Thu. Apr 25th, 2024

With regards to special places, no amount or quality of words can offer a sufficient tribute. Places become special because of the memories crafted there. These memories belong only to their beholder, and each in a unique way. The Deerfield Academy hockey rink is one of these places. So when Perry asked me to write about The Barn, I knew that I would face the impossible. I also knew I wanted to try. So here we go.

My memories in the rink are high in number. The Barn is my rink. Every hockey player knows what I mean: you can play on countless sheets of ice, but only one will ever truly be your own. When the building comes down this spring, that won’t change which rink is mine.

I know its smell by heart. I know every corner, every inch. I know what’s changed in my 16 years calling Deerfield home, and I know what’s stayed the same. And I also know which key on my dad’s keychain opens the doors, and which one opens the light-switch closet. I know what times I’m not supposed to skate, and I know exactly what to say when a security officer arrives and asks my friends and me to leave. This is what the rink became to me, but it’s nothing like how it started.

Deerfield hockey was my first love. I never missed a home game, and for most away games, the team bus would roll through Deerfield Elementary School to pick me up early from class. I would stare at the intercom all morning waiting to hear the confused voice of the secretary buzz my classroom and say, “A bus is here for Zeke Emerson.” Thus, I didn’t have much of a choice in selecting who my team would be. Pro, college, whatever — Deerfield is my everything and my nothing when it comes to hockey fandom.

I would watch every game with my friends from behind the net Deerfield was shooting on, just as I will at the final men’s game against Choate. I remember spending
multiple hours in the Pocumtuck basement with Brian Davis coloring a green “D” onto an old bedsheet so that we could run around the rink with our flag after a Deerfield goal. I remember Evan Dugdale and Kevin Roy’s overtime wins against Choate, and I remember crying the whole walk home after a loss. I remember Alex Killorn’s first game, and also his last. I remember the home playoff games in ’02 and ’03. I remember every player who would give me fist bumps as they came onto the ice – by the way, no one will ever top Josh Lesko in that category. In fact, as Creagh or McVaugh or anyone who has had to suffer through listening to my endless stock of memories in this rink knows, there isn’t much I don’t remember.

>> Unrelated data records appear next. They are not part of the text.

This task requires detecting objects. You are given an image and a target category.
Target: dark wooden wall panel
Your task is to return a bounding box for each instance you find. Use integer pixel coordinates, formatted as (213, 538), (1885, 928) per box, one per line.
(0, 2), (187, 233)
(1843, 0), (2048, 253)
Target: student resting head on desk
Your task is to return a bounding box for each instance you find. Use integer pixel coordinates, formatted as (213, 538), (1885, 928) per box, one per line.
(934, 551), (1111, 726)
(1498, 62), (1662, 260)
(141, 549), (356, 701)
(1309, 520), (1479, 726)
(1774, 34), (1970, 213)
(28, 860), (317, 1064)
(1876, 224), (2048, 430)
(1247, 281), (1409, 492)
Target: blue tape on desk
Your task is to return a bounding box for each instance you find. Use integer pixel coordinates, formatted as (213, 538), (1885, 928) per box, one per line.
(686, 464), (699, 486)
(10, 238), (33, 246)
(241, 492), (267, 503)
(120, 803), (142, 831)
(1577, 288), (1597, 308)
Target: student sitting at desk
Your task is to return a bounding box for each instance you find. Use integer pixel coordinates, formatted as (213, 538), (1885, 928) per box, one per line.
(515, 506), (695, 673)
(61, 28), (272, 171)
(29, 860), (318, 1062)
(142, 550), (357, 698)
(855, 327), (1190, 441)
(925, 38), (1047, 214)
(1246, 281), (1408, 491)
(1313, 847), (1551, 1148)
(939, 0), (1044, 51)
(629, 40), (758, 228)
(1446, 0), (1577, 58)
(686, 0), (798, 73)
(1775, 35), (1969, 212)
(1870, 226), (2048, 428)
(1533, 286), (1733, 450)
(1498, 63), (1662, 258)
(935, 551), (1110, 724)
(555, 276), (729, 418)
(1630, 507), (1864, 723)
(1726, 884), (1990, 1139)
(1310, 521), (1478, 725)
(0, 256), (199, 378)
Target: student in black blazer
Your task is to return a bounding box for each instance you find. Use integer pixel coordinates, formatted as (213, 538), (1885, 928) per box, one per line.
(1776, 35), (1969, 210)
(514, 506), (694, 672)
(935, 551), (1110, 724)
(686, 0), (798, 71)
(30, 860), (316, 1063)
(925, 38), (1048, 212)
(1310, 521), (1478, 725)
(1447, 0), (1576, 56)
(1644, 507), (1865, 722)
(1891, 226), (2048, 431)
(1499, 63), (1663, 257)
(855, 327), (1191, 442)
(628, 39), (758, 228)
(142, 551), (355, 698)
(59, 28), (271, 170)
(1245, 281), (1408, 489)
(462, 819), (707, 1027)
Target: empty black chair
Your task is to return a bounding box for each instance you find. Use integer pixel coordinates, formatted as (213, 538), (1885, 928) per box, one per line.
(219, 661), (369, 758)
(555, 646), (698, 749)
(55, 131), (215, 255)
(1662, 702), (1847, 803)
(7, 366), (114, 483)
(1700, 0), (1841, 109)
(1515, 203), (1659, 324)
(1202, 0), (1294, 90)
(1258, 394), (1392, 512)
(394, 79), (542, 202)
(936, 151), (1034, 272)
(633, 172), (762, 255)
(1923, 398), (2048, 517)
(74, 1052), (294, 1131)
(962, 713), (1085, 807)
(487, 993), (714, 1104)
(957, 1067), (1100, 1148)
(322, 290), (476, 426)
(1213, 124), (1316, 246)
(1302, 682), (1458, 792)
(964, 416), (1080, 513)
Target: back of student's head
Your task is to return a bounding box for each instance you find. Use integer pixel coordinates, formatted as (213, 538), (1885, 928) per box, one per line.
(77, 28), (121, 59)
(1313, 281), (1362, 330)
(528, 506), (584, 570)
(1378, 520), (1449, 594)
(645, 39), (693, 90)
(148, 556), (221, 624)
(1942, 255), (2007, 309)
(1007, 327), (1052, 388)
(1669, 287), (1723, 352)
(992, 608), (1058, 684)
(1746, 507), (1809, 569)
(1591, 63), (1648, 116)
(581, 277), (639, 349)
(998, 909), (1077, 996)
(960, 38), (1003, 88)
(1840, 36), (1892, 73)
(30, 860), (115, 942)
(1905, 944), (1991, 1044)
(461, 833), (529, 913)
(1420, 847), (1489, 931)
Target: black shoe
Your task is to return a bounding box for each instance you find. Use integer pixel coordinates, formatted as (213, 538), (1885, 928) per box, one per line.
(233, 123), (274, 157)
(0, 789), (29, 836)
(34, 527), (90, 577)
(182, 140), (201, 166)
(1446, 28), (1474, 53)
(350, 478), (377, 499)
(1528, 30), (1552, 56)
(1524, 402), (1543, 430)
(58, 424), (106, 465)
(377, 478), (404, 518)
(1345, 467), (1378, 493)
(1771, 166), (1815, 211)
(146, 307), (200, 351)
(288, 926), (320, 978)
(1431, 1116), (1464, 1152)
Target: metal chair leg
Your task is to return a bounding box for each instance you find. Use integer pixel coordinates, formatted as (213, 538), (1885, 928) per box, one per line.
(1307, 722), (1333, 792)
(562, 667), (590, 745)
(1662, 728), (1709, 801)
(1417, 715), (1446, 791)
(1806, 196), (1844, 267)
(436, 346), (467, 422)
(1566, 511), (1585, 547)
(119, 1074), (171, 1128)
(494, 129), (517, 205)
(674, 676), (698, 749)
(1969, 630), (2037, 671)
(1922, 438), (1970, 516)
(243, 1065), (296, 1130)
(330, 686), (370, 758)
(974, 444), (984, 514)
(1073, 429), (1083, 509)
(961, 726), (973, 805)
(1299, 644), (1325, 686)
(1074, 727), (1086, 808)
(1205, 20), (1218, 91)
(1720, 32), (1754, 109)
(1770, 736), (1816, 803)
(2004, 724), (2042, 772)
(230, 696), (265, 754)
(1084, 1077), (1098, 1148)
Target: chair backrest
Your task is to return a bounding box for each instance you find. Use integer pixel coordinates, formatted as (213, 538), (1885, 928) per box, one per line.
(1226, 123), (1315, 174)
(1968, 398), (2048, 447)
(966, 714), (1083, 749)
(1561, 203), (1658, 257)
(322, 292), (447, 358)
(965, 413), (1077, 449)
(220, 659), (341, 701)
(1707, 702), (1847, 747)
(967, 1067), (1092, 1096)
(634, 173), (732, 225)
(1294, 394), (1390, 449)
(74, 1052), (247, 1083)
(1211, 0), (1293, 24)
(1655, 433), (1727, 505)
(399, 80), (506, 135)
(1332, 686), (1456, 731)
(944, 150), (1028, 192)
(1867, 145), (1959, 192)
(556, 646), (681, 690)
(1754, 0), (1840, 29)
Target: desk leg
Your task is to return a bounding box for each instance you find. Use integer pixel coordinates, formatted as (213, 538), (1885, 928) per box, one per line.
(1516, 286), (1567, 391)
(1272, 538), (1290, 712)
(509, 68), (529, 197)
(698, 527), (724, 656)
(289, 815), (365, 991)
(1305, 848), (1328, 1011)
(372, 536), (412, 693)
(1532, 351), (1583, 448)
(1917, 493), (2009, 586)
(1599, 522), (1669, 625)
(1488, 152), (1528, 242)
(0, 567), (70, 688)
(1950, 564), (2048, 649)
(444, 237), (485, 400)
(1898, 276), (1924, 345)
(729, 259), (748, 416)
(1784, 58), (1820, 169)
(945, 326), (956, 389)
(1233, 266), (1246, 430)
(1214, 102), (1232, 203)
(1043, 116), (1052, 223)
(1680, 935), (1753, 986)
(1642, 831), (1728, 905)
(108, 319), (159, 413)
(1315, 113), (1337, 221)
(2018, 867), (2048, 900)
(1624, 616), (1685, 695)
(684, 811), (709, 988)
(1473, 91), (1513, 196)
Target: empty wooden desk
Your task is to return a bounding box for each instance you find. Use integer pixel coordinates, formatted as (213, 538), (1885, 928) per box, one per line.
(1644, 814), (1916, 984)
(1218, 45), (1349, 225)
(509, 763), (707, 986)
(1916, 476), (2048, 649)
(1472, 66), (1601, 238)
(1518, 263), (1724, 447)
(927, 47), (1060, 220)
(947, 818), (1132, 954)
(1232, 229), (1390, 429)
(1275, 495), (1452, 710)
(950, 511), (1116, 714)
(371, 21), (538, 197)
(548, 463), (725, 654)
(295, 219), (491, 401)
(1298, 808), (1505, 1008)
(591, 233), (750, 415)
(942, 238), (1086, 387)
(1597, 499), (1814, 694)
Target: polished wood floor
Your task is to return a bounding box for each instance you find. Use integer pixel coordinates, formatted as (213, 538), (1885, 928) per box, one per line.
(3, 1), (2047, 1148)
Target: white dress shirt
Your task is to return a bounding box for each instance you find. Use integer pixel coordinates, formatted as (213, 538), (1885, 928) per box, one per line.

Most of all, I remember the times that I laced ’em up and got out there. From pushing around chairs, to getting run over at JV practices as a 9-year-old, to imagining myself as a varsity player, to my freshman-year 7th period Thursday skates with O’C, to my first game and to my last, and to seeing the faces of people who genuinely cared about me and about Deerfield hockey. Every second was memorable, and every second was worth it. So much so that even as this building goes away, its presence in my life is barely diminished. This rink filled me with happiness. My memories will overflow the void its impending absence will leave, and for that I am grateful.

And these memories are just mine! Imagine all the other moments that each person who entered The Barn can recall — the number is truly immeasurable. Only a special place can play host to so much joy and love. The Barn will never entirely leave us, and its spirit will never leave our school.